Par ailleurs, l’article L.132-21 du Code de Propriété Intellectuelle dispose que :

« L’entrepreneur de spectacles est tenu de déclarer à l’auteur ou à ses représentants le programme exact des représentations ou exécutions publiques et de leur fournir un état justifié de ses recettes. (…) ».

Il en résulte que la SACEM serait tout à fait en droit d’exiger des discothèques que celles-ci lui fournissent un état exhaustif des programmes diffusés.

C’est d’ailleurs une exigence retenue par la SPRE pour la perception de la rémunération dite « équitable ». 

Afin d’alléger cette obligation fastidieuse, elle prévoit cependant la possibilité pour les discothèques de faire installer un boîtier électronique (3) Cf.
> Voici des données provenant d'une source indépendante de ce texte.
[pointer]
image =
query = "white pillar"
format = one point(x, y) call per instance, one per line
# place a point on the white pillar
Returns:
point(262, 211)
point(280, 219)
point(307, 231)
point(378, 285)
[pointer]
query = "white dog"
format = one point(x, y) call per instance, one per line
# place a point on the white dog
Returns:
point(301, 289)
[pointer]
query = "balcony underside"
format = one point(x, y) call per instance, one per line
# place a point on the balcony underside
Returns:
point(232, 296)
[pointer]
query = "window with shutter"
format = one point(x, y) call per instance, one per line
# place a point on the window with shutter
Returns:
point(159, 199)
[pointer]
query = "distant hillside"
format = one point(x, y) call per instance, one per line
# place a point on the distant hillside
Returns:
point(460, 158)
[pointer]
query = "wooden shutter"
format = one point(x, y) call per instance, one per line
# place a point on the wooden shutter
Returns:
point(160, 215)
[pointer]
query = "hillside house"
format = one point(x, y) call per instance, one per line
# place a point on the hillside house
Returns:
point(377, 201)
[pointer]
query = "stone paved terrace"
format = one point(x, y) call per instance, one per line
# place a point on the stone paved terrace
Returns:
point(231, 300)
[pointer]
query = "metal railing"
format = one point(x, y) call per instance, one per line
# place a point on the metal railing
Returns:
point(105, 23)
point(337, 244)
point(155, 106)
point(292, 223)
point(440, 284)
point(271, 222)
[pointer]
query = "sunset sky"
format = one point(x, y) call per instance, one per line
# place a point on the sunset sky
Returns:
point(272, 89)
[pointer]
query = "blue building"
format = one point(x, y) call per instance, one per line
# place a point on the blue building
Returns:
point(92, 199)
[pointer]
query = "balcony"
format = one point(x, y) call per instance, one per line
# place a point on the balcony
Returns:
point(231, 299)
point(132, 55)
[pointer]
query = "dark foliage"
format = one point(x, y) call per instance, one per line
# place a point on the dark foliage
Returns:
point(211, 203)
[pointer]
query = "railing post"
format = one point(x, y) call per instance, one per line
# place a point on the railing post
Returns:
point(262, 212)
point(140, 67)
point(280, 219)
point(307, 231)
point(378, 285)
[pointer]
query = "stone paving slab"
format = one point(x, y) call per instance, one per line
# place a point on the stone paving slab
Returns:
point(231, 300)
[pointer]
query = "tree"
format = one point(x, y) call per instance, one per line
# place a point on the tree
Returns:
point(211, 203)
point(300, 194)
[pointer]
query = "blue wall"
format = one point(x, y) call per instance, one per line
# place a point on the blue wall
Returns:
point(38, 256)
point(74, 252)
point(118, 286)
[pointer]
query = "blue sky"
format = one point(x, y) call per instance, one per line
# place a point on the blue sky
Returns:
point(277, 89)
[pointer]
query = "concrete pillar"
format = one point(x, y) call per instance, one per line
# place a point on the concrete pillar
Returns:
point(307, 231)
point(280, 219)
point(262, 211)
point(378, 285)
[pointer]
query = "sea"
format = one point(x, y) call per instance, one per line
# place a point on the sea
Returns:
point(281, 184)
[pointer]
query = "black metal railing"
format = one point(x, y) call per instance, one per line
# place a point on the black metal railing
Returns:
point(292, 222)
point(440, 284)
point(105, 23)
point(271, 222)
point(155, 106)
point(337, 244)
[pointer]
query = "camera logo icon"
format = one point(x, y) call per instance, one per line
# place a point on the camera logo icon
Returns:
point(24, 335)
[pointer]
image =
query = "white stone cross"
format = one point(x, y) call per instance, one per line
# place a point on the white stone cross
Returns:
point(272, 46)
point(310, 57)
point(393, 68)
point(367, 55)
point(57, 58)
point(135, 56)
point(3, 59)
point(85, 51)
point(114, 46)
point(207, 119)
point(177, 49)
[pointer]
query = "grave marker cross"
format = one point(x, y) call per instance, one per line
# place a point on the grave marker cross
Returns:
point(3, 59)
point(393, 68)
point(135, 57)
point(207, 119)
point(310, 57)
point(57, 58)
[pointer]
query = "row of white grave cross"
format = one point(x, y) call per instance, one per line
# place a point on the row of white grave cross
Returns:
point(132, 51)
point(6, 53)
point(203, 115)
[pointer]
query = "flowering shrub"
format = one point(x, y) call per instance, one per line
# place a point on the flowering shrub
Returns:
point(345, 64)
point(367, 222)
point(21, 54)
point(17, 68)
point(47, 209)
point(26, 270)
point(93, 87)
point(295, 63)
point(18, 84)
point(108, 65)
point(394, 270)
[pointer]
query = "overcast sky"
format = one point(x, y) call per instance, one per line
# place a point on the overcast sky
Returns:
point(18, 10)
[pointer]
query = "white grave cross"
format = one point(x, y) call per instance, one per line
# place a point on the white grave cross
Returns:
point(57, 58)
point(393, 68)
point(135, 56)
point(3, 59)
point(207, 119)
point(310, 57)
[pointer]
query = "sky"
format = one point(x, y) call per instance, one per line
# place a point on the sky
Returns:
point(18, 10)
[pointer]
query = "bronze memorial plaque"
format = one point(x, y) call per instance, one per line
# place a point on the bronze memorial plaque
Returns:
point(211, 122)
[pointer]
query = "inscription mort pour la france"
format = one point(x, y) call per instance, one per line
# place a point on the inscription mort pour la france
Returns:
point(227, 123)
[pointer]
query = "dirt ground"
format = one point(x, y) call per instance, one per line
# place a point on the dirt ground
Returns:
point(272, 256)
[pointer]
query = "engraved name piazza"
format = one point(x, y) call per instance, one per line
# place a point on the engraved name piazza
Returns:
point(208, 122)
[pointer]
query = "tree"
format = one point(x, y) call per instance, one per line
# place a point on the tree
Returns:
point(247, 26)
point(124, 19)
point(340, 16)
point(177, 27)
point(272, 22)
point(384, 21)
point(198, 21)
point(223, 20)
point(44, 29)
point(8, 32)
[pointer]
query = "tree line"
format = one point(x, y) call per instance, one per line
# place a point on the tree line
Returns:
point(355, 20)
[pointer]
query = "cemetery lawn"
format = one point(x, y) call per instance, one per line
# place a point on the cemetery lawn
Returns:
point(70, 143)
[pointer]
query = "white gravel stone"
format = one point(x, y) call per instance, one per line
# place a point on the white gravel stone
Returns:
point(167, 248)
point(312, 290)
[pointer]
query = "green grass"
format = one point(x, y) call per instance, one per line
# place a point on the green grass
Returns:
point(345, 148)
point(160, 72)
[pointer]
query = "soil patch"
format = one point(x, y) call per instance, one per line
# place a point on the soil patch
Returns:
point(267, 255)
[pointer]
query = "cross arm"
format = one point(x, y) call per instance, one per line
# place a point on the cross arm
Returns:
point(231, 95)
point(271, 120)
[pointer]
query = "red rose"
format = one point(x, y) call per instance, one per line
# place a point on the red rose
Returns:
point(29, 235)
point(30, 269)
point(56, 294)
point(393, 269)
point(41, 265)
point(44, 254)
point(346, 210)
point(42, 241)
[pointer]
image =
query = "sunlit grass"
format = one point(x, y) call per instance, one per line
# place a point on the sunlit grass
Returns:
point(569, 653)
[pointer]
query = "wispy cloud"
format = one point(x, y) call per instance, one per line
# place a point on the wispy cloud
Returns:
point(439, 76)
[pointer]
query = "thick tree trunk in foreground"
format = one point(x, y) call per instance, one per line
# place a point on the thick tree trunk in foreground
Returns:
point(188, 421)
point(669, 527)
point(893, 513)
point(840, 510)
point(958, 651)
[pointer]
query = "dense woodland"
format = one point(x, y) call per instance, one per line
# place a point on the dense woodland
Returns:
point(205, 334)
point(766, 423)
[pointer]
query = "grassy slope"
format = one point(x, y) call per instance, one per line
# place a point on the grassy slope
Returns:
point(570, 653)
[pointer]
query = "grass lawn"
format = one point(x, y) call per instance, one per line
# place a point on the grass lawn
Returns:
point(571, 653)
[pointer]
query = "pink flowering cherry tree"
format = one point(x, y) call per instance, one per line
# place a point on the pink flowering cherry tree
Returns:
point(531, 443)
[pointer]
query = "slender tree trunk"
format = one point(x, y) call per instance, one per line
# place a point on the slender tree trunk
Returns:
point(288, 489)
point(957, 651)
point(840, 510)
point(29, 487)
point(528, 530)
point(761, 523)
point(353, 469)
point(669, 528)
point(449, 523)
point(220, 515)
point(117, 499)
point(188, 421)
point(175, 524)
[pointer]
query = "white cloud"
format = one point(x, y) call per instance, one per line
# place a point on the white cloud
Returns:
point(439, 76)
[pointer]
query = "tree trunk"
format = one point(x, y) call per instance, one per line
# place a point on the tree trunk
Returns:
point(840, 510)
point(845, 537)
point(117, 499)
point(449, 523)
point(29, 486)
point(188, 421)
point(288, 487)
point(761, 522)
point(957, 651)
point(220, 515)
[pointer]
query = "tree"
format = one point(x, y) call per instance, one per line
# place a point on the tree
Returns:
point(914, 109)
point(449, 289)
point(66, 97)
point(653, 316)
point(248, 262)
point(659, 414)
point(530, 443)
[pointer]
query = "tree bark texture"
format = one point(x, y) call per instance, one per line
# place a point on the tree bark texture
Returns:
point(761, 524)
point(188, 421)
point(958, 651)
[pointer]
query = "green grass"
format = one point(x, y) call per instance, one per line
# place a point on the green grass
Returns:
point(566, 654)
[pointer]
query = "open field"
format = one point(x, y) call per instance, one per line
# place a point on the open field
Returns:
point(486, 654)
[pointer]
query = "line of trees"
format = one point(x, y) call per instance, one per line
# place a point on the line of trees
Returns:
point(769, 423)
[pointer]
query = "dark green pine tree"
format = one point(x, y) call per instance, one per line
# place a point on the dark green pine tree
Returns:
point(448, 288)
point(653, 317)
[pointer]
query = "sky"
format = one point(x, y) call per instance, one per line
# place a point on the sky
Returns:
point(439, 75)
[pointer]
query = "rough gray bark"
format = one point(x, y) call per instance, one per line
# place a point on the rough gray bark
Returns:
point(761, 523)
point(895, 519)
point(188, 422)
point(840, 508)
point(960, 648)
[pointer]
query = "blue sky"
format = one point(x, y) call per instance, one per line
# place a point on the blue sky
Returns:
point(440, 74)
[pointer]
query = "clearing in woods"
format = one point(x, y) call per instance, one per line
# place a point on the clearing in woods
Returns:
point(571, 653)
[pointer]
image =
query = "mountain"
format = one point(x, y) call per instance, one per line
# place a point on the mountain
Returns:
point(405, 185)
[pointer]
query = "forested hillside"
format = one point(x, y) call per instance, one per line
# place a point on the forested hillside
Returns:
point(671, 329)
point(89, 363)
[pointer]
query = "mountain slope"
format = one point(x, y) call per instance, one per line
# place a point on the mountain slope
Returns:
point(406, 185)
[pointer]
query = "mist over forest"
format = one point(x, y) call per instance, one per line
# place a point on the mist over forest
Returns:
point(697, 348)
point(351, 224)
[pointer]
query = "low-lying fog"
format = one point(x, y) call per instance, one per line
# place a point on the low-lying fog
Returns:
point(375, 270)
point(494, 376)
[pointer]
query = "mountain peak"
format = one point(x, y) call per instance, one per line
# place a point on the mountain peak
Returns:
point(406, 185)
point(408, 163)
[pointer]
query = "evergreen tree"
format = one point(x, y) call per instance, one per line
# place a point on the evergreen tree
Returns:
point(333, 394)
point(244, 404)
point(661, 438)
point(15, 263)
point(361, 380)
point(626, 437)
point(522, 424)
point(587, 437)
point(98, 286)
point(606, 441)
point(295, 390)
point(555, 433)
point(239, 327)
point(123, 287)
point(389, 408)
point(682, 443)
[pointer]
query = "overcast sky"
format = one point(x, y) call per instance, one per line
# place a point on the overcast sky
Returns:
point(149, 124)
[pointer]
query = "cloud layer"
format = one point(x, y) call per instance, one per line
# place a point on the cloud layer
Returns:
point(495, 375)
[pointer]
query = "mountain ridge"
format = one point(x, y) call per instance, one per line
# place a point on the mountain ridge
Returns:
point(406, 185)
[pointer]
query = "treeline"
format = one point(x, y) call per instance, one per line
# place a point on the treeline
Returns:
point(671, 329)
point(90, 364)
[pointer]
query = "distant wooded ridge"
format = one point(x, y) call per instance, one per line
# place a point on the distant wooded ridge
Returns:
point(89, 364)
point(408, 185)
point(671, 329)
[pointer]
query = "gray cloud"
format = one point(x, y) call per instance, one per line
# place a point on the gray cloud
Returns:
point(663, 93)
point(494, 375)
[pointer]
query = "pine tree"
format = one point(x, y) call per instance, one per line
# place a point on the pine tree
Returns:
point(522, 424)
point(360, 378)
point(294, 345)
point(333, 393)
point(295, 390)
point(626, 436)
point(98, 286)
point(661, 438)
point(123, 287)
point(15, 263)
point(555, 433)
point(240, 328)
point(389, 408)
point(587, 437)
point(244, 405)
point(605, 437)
Document de la SPRE relatif à la Gestion de la Rémunération Equitable – Discothèques et établissements similaires, accessible sur le site de la SPRE,.

Il convient de noter à cet égard que la mise en place des boîtiers électroniques est soumise à l’accord des discothèques.

En effet, la SPRE précise, dans le document expliquant le système de gestion de la rémunération équitable que, le fait d’accepter pour une discothèque de faire installer dans ses locaux un boîtier électronique lui permet de bénéficier d’un abattement d’au moins 5% sur 
les redevances dues (4) Cf. Idem, Bordereau de déclaration annuelle, fiche 3.2.

Si, comme elle le dit au sein de ses règles de répartition (5), la SACEM a mis en place son système de répartition par sondage « avec la SPRE », c’est donc que le sondage se fonde sur les relevés d’écoutes opérés à partir des boîtiers électroniques dont le système d’installation vient d’être décrit (5) Règles de répartition de la SACEM, cf. supra.

On peut dès lors douter de la représentativité objective du panel de discothèque. 

En effet, comment justifier d’une telle représentativité lorsque les individus susceptibles d’être sondés sont libres de choisir de faire ou non partie du panel sondé.

En refusant l’installation d’un boîtier électronique, une discothèque s’assure de ne pas faire partie des discothèques sondées.

Si ce choix n’enlève rien à son obligation de transmission d’une liste exhaustive des programmes diffusés, il a cependant une influence directe sur la possibilité pour les auteurs et les ayants droits d’oeuvres musicales diffusées au sein de cette discothèque, puisque les oeuvres ainsi diffusées ne seront jamais recensées pour la rémunération proportionnelle de leurs auteurs.


Ainsi, d’une part, aucun texte du CPI n’autorise explicitement le recours au sondage comme méthode de répartition des droits d’auteur d’oeuvres musicales ; d’autre part, et surtout, l’esprit de la législation sur la propriété littéraire et artistique invite à une rémunération au plus juste de l’auteur, condamne la sous-estimation de la répartition des droits d’auteur, en même temps qu’elle impose aux entreprises exploitantes la communication aux auteurs, aux compositeurs, aux éditeurs ou aux société de perception et de répartition les représentant, d’une liste exhaustive des oeuvres musicales diffusées. 

A notre connaissance, la Cour de cassation ne s’est pas, à ce jour, prononcée sur cette question, pour la simple raison que celle-ci ne lui a pas été directement posée (6) Civ, 1ère, 14 décembre 1999, n°97-11.611.

Il demeure que la méthode de répartition par sondage est infondée et injuste, et on s’étonnera qu’au moment on l’on peut, grâce à une simple application de téléphone portable (7), reconnaître une oeuvre musicale en tous lieux ou circonstances, la SACEM, qui dispose de moyens importants, ne soit pas en mesure d’opérer un contrôle informatique exhaustif de la diffusion de son répertoire dans les discothèques françaises, afin de permettre une véritable rémunération proportionnelle de ses membres (7) Ex : « Shazam », http://www.shazam.com/.

Nous concluons que la pratique de repérage par sondage des exploitations, dans les discothèques, d’oeuvres musicales, pratique mise en oeuvre par la SACEM pour rémunérer les auteurs, n’est conforme ni à la lettre ni à l’esprit des dispositions légales régissant la propriété littéraire et artistique.